REPUBLIKA.CO.ID, TEHERAN -- Sejumlah negara mulai gencar menyuarakan dukungan mereka terhadap program nuklir Iran untuk perdamaian. Rusia melalui Menteri Luar Negeri, Sergei Lavrov, mendukung Iran dengan kegiatan nuklirnya.
Menteri Luar Negeri Bahrain, Shaikh Khalid bin Ahmed bin Mohammed Al Khalifa, juga mendukung hak Iran untuk memanfaatkan energi nuklir damai. Pernyataan senada juga disampaikan oleh Javier Solana yang merupakan mantan Kepala Kebijakan Luar Negeri Uni Eropa.
Solana menyerukan negara-negara Eropa harus melanjutkan pembicaraan dengan Iran. "Kanal perundingan harus tetap terbuka dan kita perlu melanjutkan negosiasi dengan Iran," ujar Solana.
Solana mencatat bahwa Tel Aviv benar-benar khawatir tentang kegiatan nuklir Teheran. Israel tahu dengan baik bahwa setiap serangan terhadap Iran itu memiliki konsekuensi tak terduga. Kebijakan memerangi Iran dapat memperburuk situasi.
Sementara itu, pemerintah Iran menyebut sanksi baru AS atas bank sentral Iran merupakan langkah antagonis AS. Sanksi tidak akan memiliki dampak pada program nuklir Iran.
"Ini merupakan langkah antagonis dan perang psikologis yang tidak berdampak apa-apa pada Iran. Tidak ada yang baru selama lebih dari 30 tahun melawan AS," kata juru bicara Kementerian Luar Negeri Iran, Ramin Mehmanparast, dalam konferensi pers, Selasa (7/2).
Pernyataan Menlu Iran itu datang setelah Amerika Serikat (AS) menjatuhkan sanksi pembekuan Bank Sentral Iran.
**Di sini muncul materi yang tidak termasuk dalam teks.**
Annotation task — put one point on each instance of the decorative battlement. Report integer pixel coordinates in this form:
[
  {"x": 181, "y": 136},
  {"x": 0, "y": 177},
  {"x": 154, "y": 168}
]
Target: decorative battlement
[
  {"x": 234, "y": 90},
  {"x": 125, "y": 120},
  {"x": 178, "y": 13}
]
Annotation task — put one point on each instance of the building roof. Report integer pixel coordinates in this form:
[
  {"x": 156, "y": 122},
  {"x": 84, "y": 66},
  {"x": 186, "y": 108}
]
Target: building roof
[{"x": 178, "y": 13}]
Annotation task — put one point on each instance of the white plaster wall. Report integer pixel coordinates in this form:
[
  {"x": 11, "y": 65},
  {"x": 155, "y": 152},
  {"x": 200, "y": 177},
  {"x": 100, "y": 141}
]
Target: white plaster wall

Sanksi tambahan itu memerintahkan seluruh aset dan dana milik Iran termasuk institusi keuangan Iran untuk diblokir, dialihkan, diekspor, ditarik dan dicairkan.
Sejumlah aset pribadi pun juga berpotensi terkena sanksi baru AS. Yakni, sejumlah aset pribadi tertentu yang diduga terkait dengan pemerintah Iran.